Physicians require specific communication skills, because the face-to-face contact with their patients is an important source of information. Although physicians who perform work disability assessments attend some communication-related training courses during their professional education, no specialised and evidence-based communication skills training course is available for them. Therefore, the objectives of this study were: 1) to systematically develop a training course aimed at improving the communication skills of physicians during work disability assessment interviews with disability claimants, and 2) to plan an evaluation of the training course.


A physician-tailored communication skills training course was developed, according to the six steps of the Intervention Mapping protocol. Data were collected from questionnaire studies among physicians and claimants, a focus group study among physicians, a systematic review of the literature, and meetings with various experts. Determinants and performance objectives were formulated. A concept version of the training course was discussed with several experts before the final training course programme was established. The evaluation plan was developed by consulting experts, social insurance physicians, researchers, and policy-makers, and discussing with them the options for evaluation.


A two-day post-graduate communication skills training course was developed, aimed at improving professional communication during work disability assessment interviews.

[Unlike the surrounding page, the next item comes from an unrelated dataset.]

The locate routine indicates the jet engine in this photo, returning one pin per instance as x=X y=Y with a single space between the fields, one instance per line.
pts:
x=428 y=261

Special focus was on active teaching strategies, such as practising the skills in role-play. An adoption and implementation plan was formulated, in which the infrastructure of the educational department of the institute that employs the physicians was utilised. Improvement in the skills and knowledge of the physicians who will participate in the training course will be evaluated in a randomised controlled trial.


The feasibility and practical relevance of the communication skills training course that was developed seem promising. Such a course may be relevant for physicians in many countries who perform work disability assessments. The development of the first training course of this type represents an important advancement in this field.